Effective Communication Skills (Post #1)
Why developing effective communication skills is important
"Cogito, ergo sum" ("I think, therefore I am"). This popular philosophical statement attributed to RenĂ© Descartes is the foil to everything this course stands for – communication. No person is an island, and Man as a social creature HAS to communicate and have relationships with other beings. This sentence probably describes the very nature of communications, the relationship between “communicate” and “relationship”. Being capable of thought may allow us knowledge of self-existence, but without being able to express, give or interchange thoughts (whether literal thoughts, ideas, feelings or emotion) with others, it would really be a lonely place wouldn’t it?
Now, extremes aside, what about normal everyday communications? Everyone communicates in one way or another, but not everyone communicates effectively. Effectively, by dictionary.com, means “adequate to accomplish a purpose; producing the intended or expected result”. That is what many people lack today, producing the intended result when trying to communicate with others. Let me start with language barriers (although this course does not pertain to language barriers, I do think it gives excellent examples).

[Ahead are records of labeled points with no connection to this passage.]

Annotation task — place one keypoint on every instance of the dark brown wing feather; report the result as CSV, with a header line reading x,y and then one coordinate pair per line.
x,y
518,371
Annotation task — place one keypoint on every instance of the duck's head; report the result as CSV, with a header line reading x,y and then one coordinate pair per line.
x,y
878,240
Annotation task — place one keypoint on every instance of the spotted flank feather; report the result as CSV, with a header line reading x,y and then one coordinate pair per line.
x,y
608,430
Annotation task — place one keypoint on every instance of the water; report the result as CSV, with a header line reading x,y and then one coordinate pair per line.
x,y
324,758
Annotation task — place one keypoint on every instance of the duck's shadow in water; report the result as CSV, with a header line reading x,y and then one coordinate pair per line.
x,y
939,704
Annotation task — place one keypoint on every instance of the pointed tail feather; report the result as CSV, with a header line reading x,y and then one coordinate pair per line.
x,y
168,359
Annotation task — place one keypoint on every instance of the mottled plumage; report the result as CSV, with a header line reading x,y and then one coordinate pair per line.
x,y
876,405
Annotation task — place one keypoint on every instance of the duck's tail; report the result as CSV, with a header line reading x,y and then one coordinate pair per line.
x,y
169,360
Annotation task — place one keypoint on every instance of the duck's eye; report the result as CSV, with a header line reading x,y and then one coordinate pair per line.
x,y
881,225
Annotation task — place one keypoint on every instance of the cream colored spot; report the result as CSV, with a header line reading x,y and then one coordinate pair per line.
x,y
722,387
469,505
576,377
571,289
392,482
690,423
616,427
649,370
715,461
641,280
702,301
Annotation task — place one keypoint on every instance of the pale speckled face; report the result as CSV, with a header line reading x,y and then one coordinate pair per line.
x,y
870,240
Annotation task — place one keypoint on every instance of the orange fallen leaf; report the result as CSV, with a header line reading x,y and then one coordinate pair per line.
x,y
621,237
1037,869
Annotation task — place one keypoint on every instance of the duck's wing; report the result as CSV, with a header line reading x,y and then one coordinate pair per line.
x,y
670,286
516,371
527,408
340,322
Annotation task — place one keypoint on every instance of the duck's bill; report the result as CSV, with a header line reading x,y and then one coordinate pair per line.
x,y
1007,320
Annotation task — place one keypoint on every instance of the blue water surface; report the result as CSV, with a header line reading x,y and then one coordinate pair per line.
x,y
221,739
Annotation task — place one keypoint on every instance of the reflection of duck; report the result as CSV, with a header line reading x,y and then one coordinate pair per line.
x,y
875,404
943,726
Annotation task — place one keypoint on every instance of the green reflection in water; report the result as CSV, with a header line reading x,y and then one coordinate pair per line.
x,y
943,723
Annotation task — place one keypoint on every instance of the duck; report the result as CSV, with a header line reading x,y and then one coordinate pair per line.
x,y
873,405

Just over the Chinese new year, my family went to a hawker centre for our reunion dinner. That was typical, as was the menu of Chinese foods: yu sheng( a fish salad cold dish), shark’s fin soup (mostly fake), steamed grouper fish (in soy sauce, delicious), roasted chicken (very typical), couple of vegetable dishes (obviously not important enough to make an impact on my memory), fried rice (love that stuff) and some dessert. Dinner went fairly normally, until we wanted the rice to be served earlier, so that we could have it with the dishes. My brother told the waitress to serve the “chow fan” (wok-fried rice usually with ingredients like roasted pork, green peas and lots of oil). The waitress gave a puzzled look before leaving with a confused expression. The fried rice soon came, looking nowhere near sufficient to feed the ten people of my party. Disgruntled murmurs broke out and we had to order white rice to go with the dishes. A little while later, a glutinous rice dish appeared. Since that was not on the menu, we called the waitress over. She looked even more bewildered and could only say that it was part of the menu. Note: the stall was run and manned by mainland Chinese. Halfway through the meal, a chicken dish arrived. However, it looked nothing like the roasted chicken we were expecting. It was more of a herbal chicken (which means it was braised in some sauce). We decided to spare the poor waitress and inquired of her manager instead (who spoke marginally better English I might add). It turned out that the misunderstanding was really quite simple. The menu was written in Chinese before being translated into English. The wrong dishes made perfect sense in mandarin, but the English translation was horrible. Since three generations of my family speak English as our first language, no one thought to check the mandarin characters, which were really quite different from the English translation. Communication? Yes. Effective? No.
This is why I think developing effective communication skills are essential. We can have the greatest ideas, but if we are not able to share them, we are better off just dreaming or imagining things. If we can communicate them but ineffectively, how much of the original meaning gets lost in translation (anywhere in the process of encoding, sending through a channel with context, having the receiver receive the message and decoding it through the noise in the environment[text Chap 1.1])?
From workplace/institutions to homes, from (non)verbal to written, from stranger to familiar, effective communication is required in all social aspects of our lives. We may think that mainstream communication is fairly intuitive, but it is not. There are barriers that must be overcome in order for one to listen effectively [text 1.3], and even a simple conversation packs nuances of nonverbal cues. Developing effective communication skills will allow us to search for these cues, to listen actively, and to bring across our thoughts/ideas WITH THE INTENDED RESULT.